Réponse à Pierre Frackoviak. Contre l’exclusion de l’hypothèse démocratique

Questions de classe(s) propose un article de Pierre Frackoviak, d’abord publié sur le site de Philippe Meirieu, intitulé Impensable que la gauche puisse soutenir la continuité avec les pratiques ultra libérales autoritaires des années 2007-2012 (LIEN). Texte étonnant, où l’auteur accuse la droite sarkoziste d’avoir renforcé un mode de gouvernance à la fois étatique et autoritaire de l’éducation. Et où il déplore que la gauche hollandienne, au lieu de « refonder l’école » comme elle l’avait promis, ne fasse pas mieux, refusant en particulier de réformer le système d’inspection.

L’auteur dénonce ainsi, avec une belle impartialité, les « méchants » responsables politiques de droite et de gauche. Grâce à quoi il évite d’aborder la question, pourtant indispensable, qui consiste à se demander si un autre mode de gouvernance serait possible, qui s’avèrerait peut-être (pourquoi pas, après tout) à la fois plus efficace et plus humain.

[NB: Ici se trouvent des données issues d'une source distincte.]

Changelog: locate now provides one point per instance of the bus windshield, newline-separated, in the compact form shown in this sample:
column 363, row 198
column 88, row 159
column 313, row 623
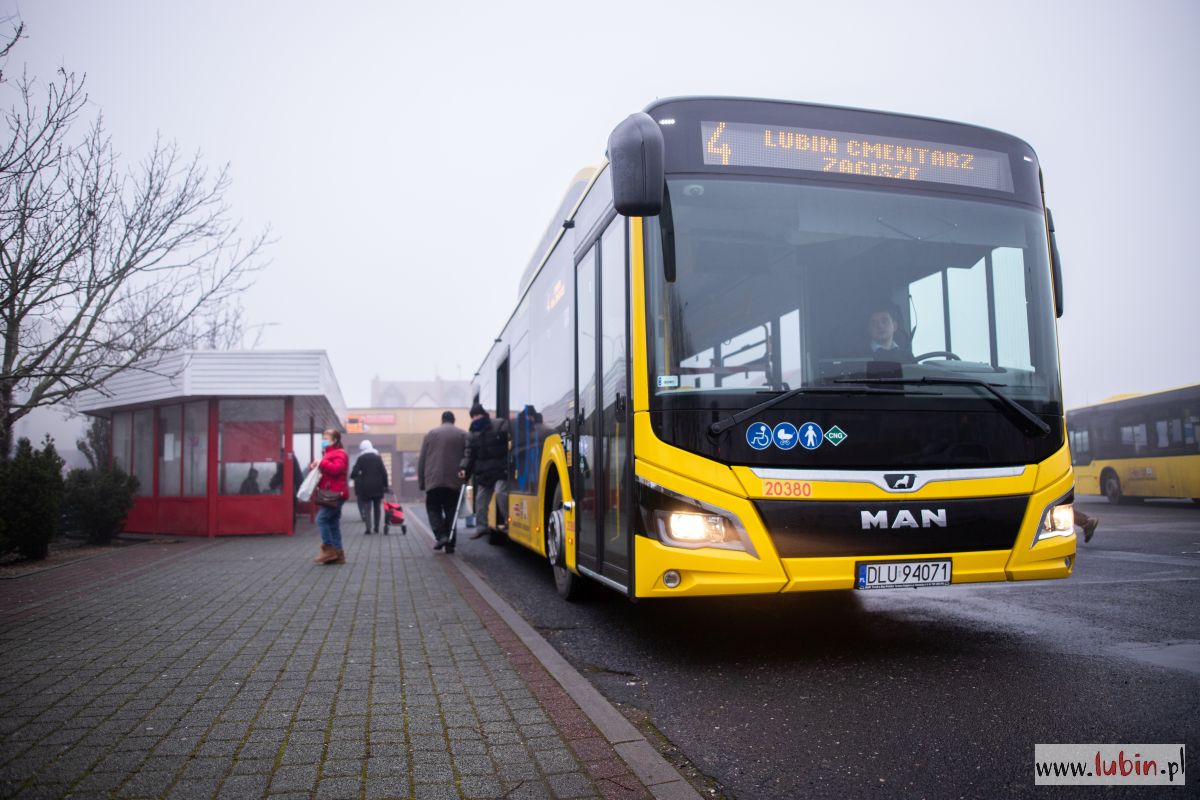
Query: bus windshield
column 780, row 286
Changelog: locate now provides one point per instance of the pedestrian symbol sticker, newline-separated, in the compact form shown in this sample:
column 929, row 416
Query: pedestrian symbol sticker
column 811, row 435
column 784, row 435
column 759, row 435
column 835, row 435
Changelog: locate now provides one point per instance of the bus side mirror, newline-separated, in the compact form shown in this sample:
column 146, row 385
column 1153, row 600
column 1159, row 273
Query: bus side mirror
column 1055, row 266
column 636, row 154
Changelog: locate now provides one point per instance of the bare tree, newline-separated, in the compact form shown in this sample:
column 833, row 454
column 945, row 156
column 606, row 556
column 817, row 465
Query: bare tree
column 101, row 269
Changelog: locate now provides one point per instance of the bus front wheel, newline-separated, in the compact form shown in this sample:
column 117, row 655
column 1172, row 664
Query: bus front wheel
column 569, row 585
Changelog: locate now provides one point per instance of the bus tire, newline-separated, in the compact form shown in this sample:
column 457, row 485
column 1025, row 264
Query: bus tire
column 569, row 585
column 1111, row 486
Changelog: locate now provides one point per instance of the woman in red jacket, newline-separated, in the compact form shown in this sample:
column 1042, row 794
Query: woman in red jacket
column 334, row 464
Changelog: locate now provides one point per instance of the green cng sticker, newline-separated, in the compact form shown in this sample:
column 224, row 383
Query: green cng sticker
column 835, row 435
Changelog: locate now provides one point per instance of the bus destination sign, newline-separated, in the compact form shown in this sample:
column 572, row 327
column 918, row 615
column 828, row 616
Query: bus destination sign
column 745, row 144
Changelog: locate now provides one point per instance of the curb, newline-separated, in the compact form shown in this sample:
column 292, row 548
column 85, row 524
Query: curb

À la place de ce que nous connaissons, quelque chose de plus naturel. De plus moderne et de plus écologique. Cela peut-il donc exister?

Il n’est pas nécessaire d’être doué d’un génie politique hors du commun pour entrevoir la solution. Car l’école est le dernier grand secteur d’activité gouverné de manière centralisée et technocratique par l’état. Ce qui veut dire que si nous voulons changer son mode gouvernance – ce qui semble indispensable, en effet, et urgent -, ce ne peut être qu’en appliquant ici ce qui marche (mieux) ailleurs, à savoir en accordant beaucoup plus de pouvoir, voire tout le pouvoir, aux établissements.

L’école n’a qu’un avenir : celui d’un fonctionnement enfin démocratique administré par les conseils d’établissements. Et si, en dépit de toutes les difficultés que rencontre le système actuel, il n’est pas réformé dans ce sens, ce n’est pas parce que les « méchants » responsables politiques de droite et de gauche s’y refusent, ni même la haute administration, mais bien parce que la moindre velléité affichée par le ministère d’aller dans ce sens aurait pour conséquence immédiate de faire descendre dans la rue des centaines de milliers d’enseignants à l’appel de leur syndicat majoritaire.

Des enseignants aussitôt rejoints d’ailleurs par des élèves de tous âges, supplétifs les plus nombreux, les plus turbulents et les plus dangereux de cette armée vouée à la défense de la Cause étatiste.

Le débat concernant notre système éducatif est aujourd’hui bloqué par l’exclusion de l’hypothèse démocratique. Et cet état de fait est l’une des causes principales de l’asthénie, de l’aboulie dont souffre notre pays. Sans doute aussi le principal défi qu’il a à surmonter.